Re: [PATCHES] [HACKERS] writing new regexp functions

Jeremy Drake Sun, 04 Feb 2007 13:00:30 -0800

On Sun, 4 Feb 2007, David Fetter wrote:

> On Fri, Feb 02, 2007 at 07:01:33PM -0800, Jeremy Drake wrote:
>
> > Let me know if you see any bugs or issues with this code, and I am
> > open to suggestions for further regression tests ;)
>
> > Things that I still want to look into:
> > * regexp flags (a la regexp_replace).
>
> One more text field at the end is how the regexp_replace() one does
> it.


That's how I did it.

> > * maybe make regexp_matches return setof whatever, if given a 'g' flag
> >   return all matches in string.
>
> This is doable with current machinery, albeit a little clumsily.

I have implemented this too.

> > * maybe a join function that works as an aggregate
> >    SELECT join(',', col) FROM tbl
> >   currently can be written as
> >    SELECT array_to_string(ARRAY(SELECT col FROM tbl), ',')
>
> The array_accum() aggregate in the docs works OK for this purpose.

I have not tackled this yet, I think it may be better to stick with the
ARRAY() construct for now.


So, here is the new version of the code, and also a new version of the
patch to core, which fixes some compile warnings that I did not see at
first because I was using ICC rather than GCC.

Here is the README.regexp_ext from the tar file:


This package contains regexp functions beyond those currently provided
in core PostgreSQL, utilizing the regexp engine built into core.  This
is still a work-in-progress.

The most recent version of this code can be found at
 http://www.jdrake.com/postgresql/regexp/regexp_ext.tar.gz
and the prerequisite patch to PostgreSQL core, which has been submitted
for review, can be found at
 http://www.jdrake.com/postgresql/regexp/regexp-export.patch

The .tar.gz file expects to be untarred in contrib/.  I have made some
regression tests that can be run using 'make installcheck' as normal for
contrib.  I think they exercise the corner cases in the code, but I may
very well have missed some.  It requires the above mentioned patch to
core to compile, as it takes advantage of new exported functions from
src/backend/utils/adt/regexp.c.

Let me know if you see any bugs or issues with this code, and I am open to
suggestions for further regression tests ;)

Functions implemented in this module:
* regexp_split(str text, pattern text) RETURNS SETOF text
  regexp_split(str text, pattern text, flags text) RETURNS SETOF text
   returns each section of the string delimited by the pattern.
* regexp_matches(str text, pattern text) RETURNS text[]
   returns all capture groups when matching pattern against string in an array
* regexp_matches(str text, pattern text, flags text) RETURNS SETOF
    (prematch text, fullmatch text, matches text[], postmatch text)
   returns all capture groups when matching pattern against string in an array.
   also returns the entire match in fullmatch.  if the 'g' option is given,
   returns all matches in the string.  if the 'r' option is given, also return
   the text before and after the match in prematch and postmatch respectively.

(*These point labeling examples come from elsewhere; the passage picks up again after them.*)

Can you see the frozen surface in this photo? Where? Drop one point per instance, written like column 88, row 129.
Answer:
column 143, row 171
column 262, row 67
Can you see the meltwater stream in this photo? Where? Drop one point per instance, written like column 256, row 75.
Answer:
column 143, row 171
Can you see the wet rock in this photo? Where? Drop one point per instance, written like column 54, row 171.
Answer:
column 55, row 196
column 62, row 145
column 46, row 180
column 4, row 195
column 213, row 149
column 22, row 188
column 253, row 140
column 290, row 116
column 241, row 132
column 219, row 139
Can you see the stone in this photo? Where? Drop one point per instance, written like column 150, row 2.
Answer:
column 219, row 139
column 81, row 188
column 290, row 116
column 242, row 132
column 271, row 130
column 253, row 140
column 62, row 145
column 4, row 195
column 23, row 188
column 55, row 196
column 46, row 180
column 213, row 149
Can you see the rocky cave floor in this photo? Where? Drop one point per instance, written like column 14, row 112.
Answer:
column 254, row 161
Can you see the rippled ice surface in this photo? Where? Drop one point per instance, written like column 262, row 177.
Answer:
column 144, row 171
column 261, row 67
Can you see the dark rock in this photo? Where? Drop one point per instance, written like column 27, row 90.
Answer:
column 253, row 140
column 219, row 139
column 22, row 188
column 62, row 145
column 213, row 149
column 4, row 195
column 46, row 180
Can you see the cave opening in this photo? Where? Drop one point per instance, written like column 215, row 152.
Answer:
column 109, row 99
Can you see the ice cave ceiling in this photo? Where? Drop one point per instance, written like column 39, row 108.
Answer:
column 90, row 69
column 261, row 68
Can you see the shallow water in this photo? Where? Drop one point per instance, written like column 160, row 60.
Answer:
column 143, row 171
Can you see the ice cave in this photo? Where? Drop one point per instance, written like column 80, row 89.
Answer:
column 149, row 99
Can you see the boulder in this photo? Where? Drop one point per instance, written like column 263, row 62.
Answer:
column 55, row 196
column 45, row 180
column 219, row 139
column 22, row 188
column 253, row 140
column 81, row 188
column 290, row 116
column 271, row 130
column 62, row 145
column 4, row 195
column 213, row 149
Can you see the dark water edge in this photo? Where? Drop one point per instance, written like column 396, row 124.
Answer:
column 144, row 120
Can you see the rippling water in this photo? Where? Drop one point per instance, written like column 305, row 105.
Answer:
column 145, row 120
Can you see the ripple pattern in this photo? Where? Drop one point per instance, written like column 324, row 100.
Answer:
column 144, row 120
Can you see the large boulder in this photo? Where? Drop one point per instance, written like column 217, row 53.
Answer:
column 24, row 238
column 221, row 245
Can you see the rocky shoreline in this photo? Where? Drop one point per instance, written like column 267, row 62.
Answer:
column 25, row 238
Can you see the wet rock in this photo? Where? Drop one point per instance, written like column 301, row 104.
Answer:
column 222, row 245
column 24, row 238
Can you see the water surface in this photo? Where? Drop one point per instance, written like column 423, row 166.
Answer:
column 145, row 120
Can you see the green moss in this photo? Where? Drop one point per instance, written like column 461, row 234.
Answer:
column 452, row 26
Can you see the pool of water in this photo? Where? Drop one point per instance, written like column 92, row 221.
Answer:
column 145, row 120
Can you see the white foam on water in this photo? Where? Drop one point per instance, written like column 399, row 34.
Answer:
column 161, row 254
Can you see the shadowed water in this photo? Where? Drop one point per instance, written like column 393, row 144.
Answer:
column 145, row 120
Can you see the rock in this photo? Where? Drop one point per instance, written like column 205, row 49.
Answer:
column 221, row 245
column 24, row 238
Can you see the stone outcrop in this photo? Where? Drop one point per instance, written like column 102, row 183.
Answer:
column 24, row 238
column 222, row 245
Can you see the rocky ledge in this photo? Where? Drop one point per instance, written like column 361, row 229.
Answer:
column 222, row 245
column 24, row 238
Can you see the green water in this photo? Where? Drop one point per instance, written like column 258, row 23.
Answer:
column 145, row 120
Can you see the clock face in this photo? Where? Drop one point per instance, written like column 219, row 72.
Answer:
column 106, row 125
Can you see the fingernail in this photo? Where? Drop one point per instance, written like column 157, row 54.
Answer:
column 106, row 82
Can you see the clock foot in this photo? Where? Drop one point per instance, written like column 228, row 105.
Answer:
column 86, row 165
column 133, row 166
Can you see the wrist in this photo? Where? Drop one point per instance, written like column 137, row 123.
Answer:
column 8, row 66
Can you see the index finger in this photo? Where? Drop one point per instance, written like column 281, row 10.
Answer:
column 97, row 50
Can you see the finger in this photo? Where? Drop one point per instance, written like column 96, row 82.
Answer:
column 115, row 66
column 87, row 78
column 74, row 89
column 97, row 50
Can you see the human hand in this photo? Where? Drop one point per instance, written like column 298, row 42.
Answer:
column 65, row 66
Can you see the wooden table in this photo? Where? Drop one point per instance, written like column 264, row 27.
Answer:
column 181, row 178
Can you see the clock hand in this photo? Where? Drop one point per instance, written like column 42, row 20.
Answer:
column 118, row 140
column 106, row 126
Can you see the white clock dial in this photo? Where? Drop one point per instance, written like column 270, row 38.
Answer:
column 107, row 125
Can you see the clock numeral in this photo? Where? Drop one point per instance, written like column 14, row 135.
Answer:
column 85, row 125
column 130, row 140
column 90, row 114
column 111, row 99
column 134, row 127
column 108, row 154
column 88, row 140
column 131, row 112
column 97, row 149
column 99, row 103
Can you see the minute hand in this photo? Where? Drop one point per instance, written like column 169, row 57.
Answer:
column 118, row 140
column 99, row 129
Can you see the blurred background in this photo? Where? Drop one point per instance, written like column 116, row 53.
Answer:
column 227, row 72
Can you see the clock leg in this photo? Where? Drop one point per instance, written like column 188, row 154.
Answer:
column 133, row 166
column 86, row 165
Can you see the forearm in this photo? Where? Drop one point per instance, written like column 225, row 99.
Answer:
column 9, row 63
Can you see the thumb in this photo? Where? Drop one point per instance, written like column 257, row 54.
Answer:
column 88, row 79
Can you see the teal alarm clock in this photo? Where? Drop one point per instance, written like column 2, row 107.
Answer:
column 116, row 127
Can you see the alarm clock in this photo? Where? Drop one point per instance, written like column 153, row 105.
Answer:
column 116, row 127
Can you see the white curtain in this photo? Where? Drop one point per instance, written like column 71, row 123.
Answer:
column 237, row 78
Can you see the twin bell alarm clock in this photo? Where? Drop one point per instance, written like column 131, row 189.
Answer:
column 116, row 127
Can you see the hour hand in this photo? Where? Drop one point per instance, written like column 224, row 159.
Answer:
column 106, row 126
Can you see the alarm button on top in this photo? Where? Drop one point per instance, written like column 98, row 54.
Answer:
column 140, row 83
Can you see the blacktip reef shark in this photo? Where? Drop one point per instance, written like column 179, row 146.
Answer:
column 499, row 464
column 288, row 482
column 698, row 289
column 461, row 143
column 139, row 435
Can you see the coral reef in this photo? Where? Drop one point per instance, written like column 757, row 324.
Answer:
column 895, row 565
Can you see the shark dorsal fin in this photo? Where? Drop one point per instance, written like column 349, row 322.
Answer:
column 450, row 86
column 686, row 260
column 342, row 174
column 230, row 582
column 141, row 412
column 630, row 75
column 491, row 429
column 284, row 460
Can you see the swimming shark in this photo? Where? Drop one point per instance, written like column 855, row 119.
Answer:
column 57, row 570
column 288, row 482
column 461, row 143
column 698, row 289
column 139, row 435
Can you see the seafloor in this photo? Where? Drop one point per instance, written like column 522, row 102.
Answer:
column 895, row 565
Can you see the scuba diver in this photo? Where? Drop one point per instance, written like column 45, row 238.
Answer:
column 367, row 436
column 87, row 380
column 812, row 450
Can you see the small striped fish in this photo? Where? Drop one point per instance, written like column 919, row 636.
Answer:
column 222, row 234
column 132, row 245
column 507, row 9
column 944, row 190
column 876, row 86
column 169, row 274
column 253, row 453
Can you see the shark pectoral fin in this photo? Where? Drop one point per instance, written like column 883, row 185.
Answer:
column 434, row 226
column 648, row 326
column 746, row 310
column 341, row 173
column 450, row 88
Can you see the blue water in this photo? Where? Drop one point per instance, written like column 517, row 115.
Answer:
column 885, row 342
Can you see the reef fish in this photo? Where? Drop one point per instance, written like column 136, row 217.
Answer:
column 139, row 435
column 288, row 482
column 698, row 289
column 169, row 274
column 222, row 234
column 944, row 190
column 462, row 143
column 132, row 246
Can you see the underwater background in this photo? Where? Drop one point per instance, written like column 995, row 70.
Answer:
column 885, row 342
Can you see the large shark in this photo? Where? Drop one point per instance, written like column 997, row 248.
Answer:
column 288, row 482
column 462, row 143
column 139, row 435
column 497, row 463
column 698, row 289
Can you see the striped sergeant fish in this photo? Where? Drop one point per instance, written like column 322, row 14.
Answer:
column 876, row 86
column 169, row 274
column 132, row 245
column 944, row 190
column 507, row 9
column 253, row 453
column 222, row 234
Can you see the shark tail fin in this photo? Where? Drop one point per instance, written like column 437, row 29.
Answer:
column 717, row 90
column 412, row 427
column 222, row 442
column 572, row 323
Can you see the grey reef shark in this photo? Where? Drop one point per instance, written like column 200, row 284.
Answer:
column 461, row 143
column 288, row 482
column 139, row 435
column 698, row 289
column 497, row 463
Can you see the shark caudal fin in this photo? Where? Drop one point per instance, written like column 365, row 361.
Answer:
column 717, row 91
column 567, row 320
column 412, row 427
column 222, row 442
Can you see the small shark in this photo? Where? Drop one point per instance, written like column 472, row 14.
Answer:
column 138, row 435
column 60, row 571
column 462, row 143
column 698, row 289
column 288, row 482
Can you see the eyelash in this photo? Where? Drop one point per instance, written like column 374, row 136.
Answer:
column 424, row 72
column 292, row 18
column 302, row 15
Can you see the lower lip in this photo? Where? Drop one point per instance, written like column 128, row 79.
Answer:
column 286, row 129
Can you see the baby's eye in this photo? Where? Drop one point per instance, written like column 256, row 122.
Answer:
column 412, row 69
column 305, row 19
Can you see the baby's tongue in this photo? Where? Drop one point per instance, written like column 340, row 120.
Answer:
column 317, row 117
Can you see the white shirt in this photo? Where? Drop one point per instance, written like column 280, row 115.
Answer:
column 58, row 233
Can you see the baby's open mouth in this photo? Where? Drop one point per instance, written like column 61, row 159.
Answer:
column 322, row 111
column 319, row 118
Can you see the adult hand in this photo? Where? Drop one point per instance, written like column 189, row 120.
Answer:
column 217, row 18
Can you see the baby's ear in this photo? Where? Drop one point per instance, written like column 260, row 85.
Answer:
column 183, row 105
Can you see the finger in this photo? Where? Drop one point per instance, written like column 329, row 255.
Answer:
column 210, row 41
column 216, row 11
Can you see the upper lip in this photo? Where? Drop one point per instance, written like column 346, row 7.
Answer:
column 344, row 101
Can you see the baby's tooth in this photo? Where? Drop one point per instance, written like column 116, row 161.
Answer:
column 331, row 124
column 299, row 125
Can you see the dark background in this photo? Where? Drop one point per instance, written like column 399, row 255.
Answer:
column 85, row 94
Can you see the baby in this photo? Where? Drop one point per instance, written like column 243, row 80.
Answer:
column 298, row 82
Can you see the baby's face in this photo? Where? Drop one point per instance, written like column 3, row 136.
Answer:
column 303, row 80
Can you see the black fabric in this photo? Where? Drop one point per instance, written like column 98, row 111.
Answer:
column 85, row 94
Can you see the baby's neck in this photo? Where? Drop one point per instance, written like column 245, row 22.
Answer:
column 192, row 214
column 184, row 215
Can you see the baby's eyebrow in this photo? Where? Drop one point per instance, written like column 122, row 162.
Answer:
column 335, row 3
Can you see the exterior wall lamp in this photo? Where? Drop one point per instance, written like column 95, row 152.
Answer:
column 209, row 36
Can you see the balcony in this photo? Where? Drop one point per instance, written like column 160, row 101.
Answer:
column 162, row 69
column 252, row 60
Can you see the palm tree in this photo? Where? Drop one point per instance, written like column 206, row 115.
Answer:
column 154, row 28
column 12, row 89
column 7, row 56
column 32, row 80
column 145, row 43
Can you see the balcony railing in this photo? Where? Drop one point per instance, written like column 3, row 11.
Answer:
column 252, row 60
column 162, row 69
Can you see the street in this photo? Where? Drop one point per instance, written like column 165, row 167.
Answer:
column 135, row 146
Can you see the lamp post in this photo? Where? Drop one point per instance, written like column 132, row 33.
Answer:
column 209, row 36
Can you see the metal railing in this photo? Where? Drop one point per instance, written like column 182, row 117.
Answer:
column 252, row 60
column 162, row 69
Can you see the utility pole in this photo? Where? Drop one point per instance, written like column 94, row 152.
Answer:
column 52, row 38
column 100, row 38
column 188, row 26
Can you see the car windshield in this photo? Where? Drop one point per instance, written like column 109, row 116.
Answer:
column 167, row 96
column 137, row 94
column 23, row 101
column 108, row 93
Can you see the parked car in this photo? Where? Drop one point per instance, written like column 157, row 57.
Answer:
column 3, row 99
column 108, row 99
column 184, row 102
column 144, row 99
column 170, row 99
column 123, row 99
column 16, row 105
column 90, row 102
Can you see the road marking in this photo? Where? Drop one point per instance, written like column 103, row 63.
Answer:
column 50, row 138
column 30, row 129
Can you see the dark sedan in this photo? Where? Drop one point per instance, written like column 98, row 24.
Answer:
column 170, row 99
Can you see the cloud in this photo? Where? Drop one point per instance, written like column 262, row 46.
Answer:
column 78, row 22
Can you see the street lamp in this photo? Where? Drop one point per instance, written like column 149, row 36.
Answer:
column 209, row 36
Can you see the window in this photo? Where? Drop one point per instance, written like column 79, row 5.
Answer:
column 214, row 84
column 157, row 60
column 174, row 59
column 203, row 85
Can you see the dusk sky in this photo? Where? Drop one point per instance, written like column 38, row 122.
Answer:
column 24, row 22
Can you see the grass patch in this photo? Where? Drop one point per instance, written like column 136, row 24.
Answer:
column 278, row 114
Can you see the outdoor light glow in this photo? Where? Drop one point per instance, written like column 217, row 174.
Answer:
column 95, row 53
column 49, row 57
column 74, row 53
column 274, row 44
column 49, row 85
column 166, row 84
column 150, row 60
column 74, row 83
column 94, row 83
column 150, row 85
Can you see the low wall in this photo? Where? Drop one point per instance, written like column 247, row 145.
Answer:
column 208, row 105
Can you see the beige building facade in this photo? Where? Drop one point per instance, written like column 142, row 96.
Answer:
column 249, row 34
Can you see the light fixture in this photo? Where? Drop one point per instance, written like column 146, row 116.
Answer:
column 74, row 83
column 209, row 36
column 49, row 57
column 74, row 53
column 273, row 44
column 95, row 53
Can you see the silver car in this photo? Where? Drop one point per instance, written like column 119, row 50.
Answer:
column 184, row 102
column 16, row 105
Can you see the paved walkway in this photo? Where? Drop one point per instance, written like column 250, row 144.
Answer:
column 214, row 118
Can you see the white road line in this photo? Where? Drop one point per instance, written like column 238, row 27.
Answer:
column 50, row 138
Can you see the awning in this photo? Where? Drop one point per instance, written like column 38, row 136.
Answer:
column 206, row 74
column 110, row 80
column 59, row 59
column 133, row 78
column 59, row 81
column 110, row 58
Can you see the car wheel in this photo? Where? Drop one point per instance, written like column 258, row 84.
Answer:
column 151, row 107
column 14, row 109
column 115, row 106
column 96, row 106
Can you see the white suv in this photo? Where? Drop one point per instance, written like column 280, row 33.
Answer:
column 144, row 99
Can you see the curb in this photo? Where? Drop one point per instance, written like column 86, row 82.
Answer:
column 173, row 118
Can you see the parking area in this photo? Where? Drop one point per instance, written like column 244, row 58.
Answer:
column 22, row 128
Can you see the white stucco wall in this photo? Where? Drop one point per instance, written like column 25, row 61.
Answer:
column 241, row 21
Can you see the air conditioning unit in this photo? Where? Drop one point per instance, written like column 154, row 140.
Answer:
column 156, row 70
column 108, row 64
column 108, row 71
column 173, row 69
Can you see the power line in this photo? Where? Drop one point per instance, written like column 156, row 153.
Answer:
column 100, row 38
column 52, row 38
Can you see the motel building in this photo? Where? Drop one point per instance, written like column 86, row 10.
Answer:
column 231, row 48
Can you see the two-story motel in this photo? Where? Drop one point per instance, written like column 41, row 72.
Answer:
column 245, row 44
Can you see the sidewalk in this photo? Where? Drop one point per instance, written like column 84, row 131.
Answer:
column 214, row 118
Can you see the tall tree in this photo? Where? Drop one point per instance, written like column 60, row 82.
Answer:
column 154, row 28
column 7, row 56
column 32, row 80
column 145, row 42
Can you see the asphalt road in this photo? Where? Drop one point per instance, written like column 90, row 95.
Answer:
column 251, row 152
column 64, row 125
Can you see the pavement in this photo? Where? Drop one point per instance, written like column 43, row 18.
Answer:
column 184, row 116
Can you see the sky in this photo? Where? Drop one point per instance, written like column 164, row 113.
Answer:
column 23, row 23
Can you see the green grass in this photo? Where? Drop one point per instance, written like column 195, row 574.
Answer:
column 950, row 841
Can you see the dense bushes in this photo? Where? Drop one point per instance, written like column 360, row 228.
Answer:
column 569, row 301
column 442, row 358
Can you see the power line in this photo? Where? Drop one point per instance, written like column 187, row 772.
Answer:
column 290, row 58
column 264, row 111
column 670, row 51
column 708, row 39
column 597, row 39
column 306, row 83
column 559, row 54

See the regression tests for more details about usage and return values.

Recent changes:
* I have put the pattern after the string in all of the functions, as
  discussed on the pgsql-hackers mailing list.

* regexp flags (a la regexp_replace).

* make regexp_matches return setof whatever, if given a 'g' flag return
  all matches in string.

Things that I still want to look into:
* maybe a join function that works as an aggregate
   SELECT join(',', col) FROM tbl
  currently can be written as
   SELECT array_to_string(ARRAY(SELECT col FROM tbl), ',')


-- 
Philogeny recapitulates erogeny; erogeny recapitulates philogeny.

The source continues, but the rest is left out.